Medical facultyPristina , Kosovska Mitrovica , Kosovo*

R. Mitić ,
R. Mitić

Medical facultyPristina , Kosovska Mitrovica , Kosovo*

V.S. Mitrović ,
V.S. Mitrović

Medical facultyPristina , Kosovska Mitrovica , Kosovo*

N.M. Milošević ,
N.M. Milošević

Medical facultyPristina , Kosovska Mitrovica , Kosovo*

M. Krivokapić ,
M. Krivokapić

Health cetner Kosovska Mitrovica Kosovo*

M. Jakovljević
M. Jakovljević

Health cetner Kosovska Mitrovica Kosovo*

Published: 01.12.2008.

Volume 36, Issue 2 (2008)

pp. 89-96;

https://doi.org/10.70949/pramed200802255P

Abstract

Epileptic status is one of the most urgent conditions in medicine, whose positive outcome is directly dependent of adequate treatment.
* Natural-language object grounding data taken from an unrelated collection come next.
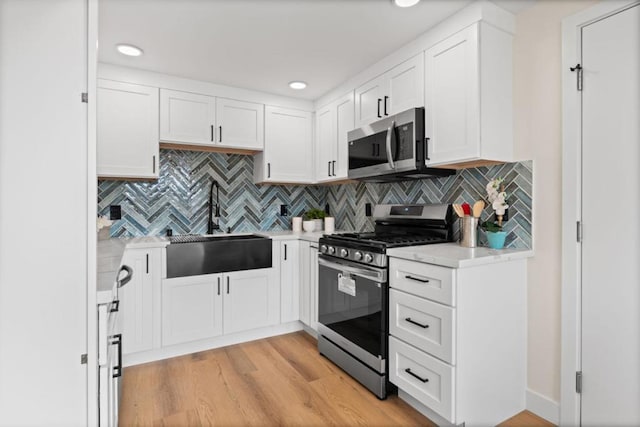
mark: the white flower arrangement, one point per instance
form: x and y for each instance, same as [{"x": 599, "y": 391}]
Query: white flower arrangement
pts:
[
  {"x": 497, "y": 197},
  {"x": 102, "y": 222}
]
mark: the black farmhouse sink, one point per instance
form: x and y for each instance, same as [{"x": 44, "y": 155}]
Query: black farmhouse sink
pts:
[{"x": 194, "y": 255}]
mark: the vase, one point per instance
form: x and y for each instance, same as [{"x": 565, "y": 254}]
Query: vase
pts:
[{"x": 496, "y": 239}]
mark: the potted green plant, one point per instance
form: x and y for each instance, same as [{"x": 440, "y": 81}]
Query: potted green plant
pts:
[
  {"x": 316, "y": 216},
  {"x": 498, "y": 199}
]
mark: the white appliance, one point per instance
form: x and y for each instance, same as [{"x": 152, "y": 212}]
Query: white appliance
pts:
[{"x": 110, "y": 354}]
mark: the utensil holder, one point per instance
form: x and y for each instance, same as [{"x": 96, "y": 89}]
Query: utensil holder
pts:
[{"x": 469, "y": 231}]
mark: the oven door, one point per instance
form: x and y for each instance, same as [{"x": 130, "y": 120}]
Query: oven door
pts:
[
  {"x": 388, "y": 146},
  {"x": 353, "y": 309}
]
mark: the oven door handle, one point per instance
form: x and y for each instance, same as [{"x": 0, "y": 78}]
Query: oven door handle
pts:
[
  {"x": 390, "y": 134},
  {"x": 376, "y": 275}
]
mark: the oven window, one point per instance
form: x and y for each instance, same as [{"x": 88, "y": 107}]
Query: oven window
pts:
[{"x": 356, "y": 312}]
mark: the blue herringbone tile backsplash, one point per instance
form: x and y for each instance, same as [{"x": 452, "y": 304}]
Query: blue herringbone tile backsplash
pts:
[{"x": 178, "y": 199}]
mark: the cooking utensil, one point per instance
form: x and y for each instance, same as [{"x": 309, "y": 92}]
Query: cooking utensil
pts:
[{"x": 477, "y": 208}]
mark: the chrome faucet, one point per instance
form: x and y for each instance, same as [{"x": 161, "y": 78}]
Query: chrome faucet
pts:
[{"x": 213, "y": 224}]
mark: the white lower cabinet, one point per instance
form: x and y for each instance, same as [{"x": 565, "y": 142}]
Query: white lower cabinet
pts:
[
  {"x": 457, "y": 342},
  {"x": 289, "y": 281},
  {"x": 309, "y": 284},
  {"x": 424, "y": 377},
  {"x": 191, "y": 308},
  {"x": 136, "y": 300},
  {"x": 201, "y": 307},
  {"x": 251, "y": 300}
]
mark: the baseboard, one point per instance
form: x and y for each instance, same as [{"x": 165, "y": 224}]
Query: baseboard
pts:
[
  {"x": 543, "y": 407},
  {"x": 208, "y": 344},
  {"x": 418, "y": 406}
]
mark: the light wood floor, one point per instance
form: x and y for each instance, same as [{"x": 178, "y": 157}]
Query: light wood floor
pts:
[{"x": 279, "y": 381}]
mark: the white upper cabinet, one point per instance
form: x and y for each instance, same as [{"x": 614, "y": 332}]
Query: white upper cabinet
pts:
[
  {"x": 345, "y": 122},
  {"x": 240, "y": 124},
  {"x": 187, "y": 118},
  {"x": 399, "y": 89},
  {"x": 369, "y": 99},
  {"x": 202, "y": 120},
  {"x": 333, "y": 122},
  {"x": 288, "y": 147},
  {"x": 406, "y": 86},
  {"x": 325, "y": 142},
  {"x": 468, "y": 93},
  {"x": 127, "y": 128}
]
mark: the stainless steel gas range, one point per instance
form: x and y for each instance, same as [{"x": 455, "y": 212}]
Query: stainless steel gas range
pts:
[{"x": 353, "y": 287}]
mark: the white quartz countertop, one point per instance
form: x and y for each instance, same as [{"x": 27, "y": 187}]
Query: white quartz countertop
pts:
[
  {"x": 455, "y": 256},
  {"x": 109, "y": 259},
  {"x": 312, "y": 236}
]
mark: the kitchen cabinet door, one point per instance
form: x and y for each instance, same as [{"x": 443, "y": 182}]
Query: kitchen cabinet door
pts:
[
  {"x": 405, "y": 87},
  {"x": 288, "y": 147},
  {"x": 187, "y": 118},
  {"x": 289, "y": 281},
  {"x": 191, "y": 308},
  {"x": 251, "y": 300},
  {"x": 368, "y": 101},
  {"x": 452, "y": 98},
  {"x": 136, "y": 299},
  {"x": 127, "y": 130},
  {"x": 344, "y": 124},
  {"x": 333, "y": 123},
  {"x": 309, "y": 284},
  {"x": 240, "y": 124},
  {"x": 325, "y": 142},
  {"x": 468, "y": 98}
]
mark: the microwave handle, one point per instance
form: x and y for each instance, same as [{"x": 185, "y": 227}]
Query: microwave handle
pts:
[{"x": 390, "y": 134}]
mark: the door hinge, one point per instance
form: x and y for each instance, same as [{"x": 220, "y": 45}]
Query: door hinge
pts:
[
  {"x": 579, "y": 382},
  {"x": 578, "y": 69},
  {"x": 579, "y": 231}
]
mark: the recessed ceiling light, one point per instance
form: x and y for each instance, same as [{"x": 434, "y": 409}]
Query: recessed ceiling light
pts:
[
  {"x": 405, "y": 3},
  {"x": 297, "y": 85},
  {"x": 128, "y": 49}
]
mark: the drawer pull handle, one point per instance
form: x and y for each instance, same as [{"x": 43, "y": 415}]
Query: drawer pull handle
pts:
[
  {"x": 416, "y": 279},
  {"x": 424, "y": 380},
  {"x": 408, "y": 319}
]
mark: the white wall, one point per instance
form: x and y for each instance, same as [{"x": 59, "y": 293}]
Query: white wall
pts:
[
  {"x": 43, "y": 212},
  {"x": 538, "y": 136}
]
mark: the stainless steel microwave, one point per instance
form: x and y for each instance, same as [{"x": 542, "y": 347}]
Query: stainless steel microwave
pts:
[{"x": 392, "y": 149}]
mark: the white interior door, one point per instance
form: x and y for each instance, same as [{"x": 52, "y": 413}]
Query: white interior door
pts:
[{"x": 611, "y": 237}]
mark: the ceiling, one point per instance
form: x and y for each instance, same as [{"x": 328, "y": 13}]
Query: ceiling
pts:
[{"x": 265, "y": 44}]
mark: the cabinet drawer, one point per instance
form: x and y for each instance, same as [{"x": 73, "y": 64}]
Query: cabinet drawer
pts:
[
  {"x": 424, "y": 324},
  {"x": 423, "y": 377},
  {"x": 424, "y": 280}
]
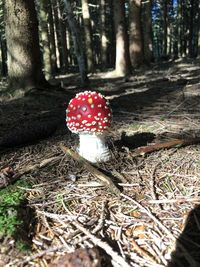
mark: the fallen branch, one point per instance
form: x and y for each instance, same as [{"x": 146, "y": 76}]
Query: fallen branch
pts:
[
  {"x": 8, "y": 175},
  {"x": 169, "y": 144},
  {"x": 101, "y": 176}
]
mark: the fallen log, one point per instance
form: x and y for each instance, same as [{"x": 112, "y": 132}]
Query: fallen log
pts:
[
  {"x": 165, "y": 145},
  {"x": 8, "y": 175},
  {"x": 100, "y": 175}
]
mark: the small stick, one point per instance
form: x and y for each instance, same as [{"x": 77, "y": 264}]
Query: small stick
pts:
[
  {"x": 6, "y": 180},
  {"x": 101, "y": 176},
  {"x": 98, "y": 242},
  {"x": 163, "y": 227},
  {"x": 169, "y": 144},
  {"x": 175, "y": 200}
]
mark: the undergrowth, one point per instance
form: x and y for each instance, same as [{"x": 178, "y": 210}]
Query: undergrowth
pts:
[{"x": 11, "y": 202}]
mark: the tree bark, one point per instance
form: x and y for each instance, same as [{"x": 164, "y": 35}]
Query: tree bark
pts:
[
  {"x": 53, "y": 54},
  {"x": 135, "y": 35},
  {"x": 77, "y": 41},
  {"x": 122, "y": 61},
  {"x": 63, "y": 39},
  {"x": 44, "y": 35},
  {"x": 103, "y": 37},
  {"x": 23, "y": 51},
  {"x": 147, "y": 31},
  {"x": 88, "y": 35}
]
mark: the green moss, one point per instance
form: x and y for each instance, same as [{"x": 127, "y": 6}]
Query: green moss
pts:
[{"x": 11, "y": 199}]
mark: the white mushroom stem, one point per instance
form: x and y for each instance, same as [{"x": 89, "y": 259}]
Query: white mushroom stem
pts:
[{"x": 93, "y": 147}]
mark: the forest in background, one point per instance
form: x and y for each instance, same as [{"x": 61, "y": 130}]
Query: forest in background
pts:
[
  {"x": 59, "y": 36},
  {"x": 144, "y": 58}
]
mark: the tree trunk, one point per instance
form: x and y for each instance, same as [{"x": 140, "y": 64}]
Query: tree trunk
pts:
[
  {"x": 198, "y": 48},
  {"x": 147, "y": 31},
  {"x": 44, "y": 35},
  {"x": 135, "y": 35},
  {"x": 88, "y": 35},
  {"x": 191, "y": 29},
  {"x": 63, "y": 39},
  {"x": 53, "y": 55},
  {"x": 122, "y": 61},
  {"x": 165, "y": 26},
  {"x": 103, "y": 36},
  {"x": 24, "y": 58},
  {"x": 77, "y": 41},
  {"x": 4, "y": 69}
]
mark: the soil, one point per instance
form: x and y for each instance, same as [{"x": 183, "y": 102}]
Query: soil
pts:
[{"x": 155, "y": 219}]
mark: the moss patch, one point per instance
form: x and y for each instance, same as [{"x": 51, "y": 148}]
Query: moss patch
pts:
[{"x": 11, "y": 200}]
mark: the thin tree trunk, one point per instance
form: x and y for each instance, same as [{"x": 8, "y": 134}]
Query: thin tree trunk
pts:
[
  {"x": 122, "y": 62},
  {"x": 77, "y": 41},
  {"x": 88, "y": 35},
  {"x": 135, "y": 35},
  {"x": 53, "y": 55},
  {"x": 44, "y": 33},
  {"x": 24, "y": 58},
  {"x": 191, "y": 29},
  {"x": 147, "y": 31},
  {"x": 63, "y": 39},
  {"x": 103, "y": 37},
  {"x": 4, "y": 69},
  {"x": 165, "y": 27}
]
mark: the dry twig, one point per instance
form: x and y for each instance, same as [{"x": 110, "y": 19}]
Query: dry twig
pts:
[{"x": 104, "y": 178}]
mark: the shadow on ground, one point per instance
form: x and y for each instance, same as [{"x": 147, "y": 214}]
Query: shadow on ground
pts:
[{"x": 187, "y": 249}]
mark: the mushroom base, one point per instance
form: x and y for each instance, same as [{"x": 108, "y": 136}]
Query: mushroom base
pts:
[{"x": 93, "y": 148}]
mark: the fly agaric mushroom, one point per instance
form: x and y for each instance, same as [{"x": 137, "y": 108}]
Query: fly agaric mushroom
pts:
[{"x": 89, "y": 115}]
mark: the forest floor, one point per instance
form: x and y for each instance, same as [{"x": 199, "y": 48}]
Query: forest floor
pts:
[{"x": 154, "y": 221}]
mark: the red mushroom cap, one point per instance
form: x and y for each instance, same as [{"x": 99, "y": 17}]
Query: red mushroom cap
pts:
[{"x": 88, "y": 112}]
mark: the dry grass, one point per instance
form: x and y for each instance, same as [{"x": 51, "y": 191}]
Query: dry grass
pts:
[{"x": 153, "y": 222}]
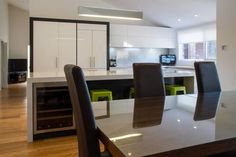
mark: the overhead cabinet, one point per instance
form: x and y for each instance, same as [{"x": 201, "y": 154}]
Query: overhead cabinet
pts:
[
  {"x": 142, "y": 36},
  {"x": 92, "y": 46},
  {"x": 58, "y": 43},
  {"x": 54, "y": 46}
]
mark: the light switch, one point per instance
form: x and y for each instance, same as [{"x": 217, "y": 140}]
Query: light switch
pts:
[{"x": 224, "y": 47}]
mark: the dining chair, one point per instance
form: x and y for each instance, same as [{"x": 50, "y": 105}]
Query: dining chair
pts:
[
  {"x": 148, "y": 80},
  {"x": 86, "y": 128},
  {"x": 207, "y": 77}
]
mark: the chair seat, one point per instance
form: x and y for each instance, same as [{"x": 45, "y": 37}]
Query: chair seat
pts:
[{"x": 174, "y": 89}]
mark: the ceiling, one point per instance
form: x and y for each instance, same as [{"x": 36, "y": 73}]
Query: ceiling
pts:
[
  {"x": 158, "y": 12},
  {"x": 23, "y": 4}
]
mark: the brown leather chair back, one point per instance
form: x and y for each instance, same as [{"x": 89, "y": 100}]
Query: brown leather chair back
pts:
[
  {"x": 83, "y": 113},
  {"x": 148, "y": 80},
  {"x": 207, "y": 77}
]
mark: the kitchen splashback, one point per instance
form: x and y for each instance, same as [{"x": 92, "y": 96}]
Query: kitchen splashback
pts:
[{"x": 125, "y": 57}]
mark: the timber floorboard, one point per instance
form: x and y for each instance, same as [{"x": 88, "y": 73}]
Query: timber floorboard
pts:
[{"x": 13, "y": 130}]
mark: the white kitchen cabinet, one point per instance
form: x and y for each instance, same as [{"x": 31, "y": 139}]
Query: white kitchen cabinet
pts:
[
  {"x": 54, "y": 46},
  {"x": 92, "y": 46},
  {"x": 100, "y": 49},
  {"x": 118, "y": 35},
  {"x": 45, "y": 46},
  {"x": 66, "y": 45},
  {"x": 142, "y": 36},
  {"x": 84, "y": 43}
]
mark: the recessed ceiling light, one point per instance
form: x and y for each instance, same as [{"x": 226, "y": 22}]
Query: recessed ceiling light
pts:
[{"x": 110, "y": 13}]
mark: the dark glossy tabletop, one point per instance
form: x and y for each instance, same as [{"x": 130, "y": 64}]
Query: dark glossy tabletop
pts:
[{"x": 141, "y": 127}]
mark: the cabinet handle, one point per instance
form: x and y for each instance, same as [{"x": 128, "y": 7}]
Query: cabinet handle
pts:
[
  {"x": 94, "y": 62},
  {"x": 56, "y": 62},
  {"x": 90, "y": 62}
]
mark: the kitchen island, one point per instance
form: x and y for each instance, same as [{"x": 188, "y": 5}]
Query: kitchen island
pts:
[{"x": 48, "y": 103}]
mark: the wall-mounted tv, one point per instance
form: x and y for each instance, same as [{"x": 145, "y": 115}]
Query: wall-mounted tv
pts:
[
  {"x": 169, "y": 59},
  {"x": 17, "y": 65}
]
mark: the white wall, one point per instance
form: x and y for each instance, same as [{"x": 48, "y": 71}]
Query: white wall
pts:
[
  {"x": 226, "y": 35},
  {"x": 4, "y": 20},
  {"x": 18, "y": 32},
  {"x": 3, "y": 28},
  {"x": 67, "y": 9}
]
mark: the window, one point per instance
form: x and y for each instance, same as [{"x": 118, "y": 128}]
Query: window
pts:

The estimation of epileptic status incidence is not available. According to population studies, the incidence varies from 16 to 18 at a sample of 100000 people. The status treatment consists of a line of procedures whose goal is to stop it in as little time as possible. Medication therapy is the basis of it, and it is needed that intravenous medications are used urgently in an adequate dose, at an adequate speed (intravenous burden dose), with an adequate symptomatic therapy and correction of eventual provocation status factors. General medications used to initially treat the status are benzodiazepines, fenitoin and fenobarbiton. Randomized studies have shown that lorazepam has pharmacokinetic advantages over diazepam and that it doesn't initiate respiratory depression as often as midazolam. Also, it is more efficient than fenitoin, and more efficient than fenobarbiton. Medication treatment is confirmed to be efficient at breaking the status at nearly all of the patients, but the final outcome depends on the initial cause. If the status cannot be ended by application of conventional doses of basic medications, then a refractory status may be discussed. It may be treated by a prolonged anesthesia using barbiturates, midazolam or lorazepam.